Vielmehr stören mich andere Dinge, die seit Jahren absehbar waren und denen meiner Meinung nach nicht mehr beizukommen ist.
Die Spannung ist weg!
Da ist erstens die viel diskutierte Dominanz der Bayern. Ich versuche vor meinem Hintergrund als Anhänger des Lokalrivalen (oder wie man es auch nennen mag) selbstverständlich weitestgehend sachlich zu bleiben. Das fällt mir seit der Saison 13/14 erstaunlicherweise ziemlich leicht, was gleichzeitig das fortgeschrittene Stadium der Gleichgültigkeit ausdrückt, in dem mich bereits befinde. Wie schön war es beispielsweise, auf Ausrutscher der Roten unter Magath, Klinsmann, ja sogar van Gaal zu warten. Damals verfolgte ich die Spiele der Bayern hin und wieder, weil ich insgeheim natürlich auch versuchte, meinen blauen Frust mit roten Niederlagen aufwiegen zu können.
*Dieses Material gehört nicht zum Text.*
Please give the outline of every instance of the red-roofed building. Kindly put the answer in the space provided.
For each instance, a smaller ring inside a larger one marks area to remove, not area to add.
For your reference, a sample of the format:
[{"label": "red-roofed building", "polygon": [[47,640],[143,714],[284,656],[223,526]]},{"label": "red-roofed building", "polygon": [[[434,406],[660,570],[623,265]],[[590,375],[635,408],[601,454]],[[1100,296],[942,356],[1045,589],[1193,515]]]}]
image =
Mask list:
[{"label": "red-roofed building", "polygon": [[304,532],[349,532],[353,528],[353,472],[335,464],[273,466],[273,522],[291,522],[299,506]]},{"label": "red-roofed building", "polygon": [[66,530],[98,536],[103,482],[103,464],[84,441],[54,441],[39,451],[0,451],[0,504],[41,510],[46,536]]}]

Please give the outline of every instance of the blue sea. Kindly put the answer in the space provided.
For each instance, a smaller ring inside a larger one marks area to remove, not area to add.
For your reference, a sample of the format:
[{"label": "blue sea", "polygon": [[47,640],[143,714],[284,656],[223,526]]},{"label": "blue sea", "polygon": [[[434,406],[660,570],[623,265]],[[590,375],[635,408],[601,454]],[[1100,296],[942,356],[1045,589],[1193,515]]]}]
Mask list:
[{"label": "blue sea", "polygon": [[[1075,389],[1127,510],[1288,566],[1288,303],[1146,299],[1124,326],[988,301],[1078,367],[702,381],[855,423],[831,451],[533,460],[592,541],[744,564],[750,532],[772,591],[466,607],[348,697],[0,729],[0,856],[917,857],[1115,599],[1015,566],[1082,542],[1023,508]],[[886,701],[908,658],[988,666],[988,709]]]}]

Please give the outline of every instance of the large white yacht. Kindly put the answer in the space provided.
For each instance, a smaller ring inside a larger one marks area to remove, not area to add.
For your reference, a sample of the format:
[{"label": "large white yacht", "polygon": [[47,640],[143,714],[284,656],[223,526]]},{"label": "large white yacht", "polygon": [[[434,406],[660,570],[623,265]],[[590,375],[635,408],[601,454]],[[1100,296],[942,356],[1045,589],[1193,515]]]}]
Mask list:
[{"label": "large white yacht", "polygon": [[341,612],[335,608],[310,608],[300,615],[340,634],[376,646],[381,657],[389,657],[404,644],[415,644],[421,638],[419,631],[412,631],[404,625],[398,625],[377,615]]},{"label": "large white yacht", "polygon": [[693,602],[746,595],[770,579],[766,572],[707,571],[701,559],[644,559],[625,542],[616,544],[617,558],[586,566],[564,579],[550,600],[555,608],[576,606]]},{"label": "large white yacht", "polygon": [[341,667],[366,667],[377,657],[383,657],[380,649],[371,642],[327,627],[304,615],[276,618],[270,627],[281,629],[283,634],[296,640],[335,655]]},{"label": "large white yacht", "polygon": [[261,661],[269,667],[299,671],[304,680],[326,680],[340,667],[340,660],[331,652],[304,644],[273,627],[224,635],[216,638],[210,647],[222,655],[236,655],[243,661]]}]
Schande über mich, aber ich denke, den meisten Fußballfans sollte dieses Verhalten bekannt vorkommen. Mittlerweile sind mir die Spiele des Großkonzerns mit angeschlossener Fußballabteilung einfach nur egal. Ich schaue die Spiele einfach nicht mehr, es macht keinen Sinn, weil keine Spannung vorhanden ist.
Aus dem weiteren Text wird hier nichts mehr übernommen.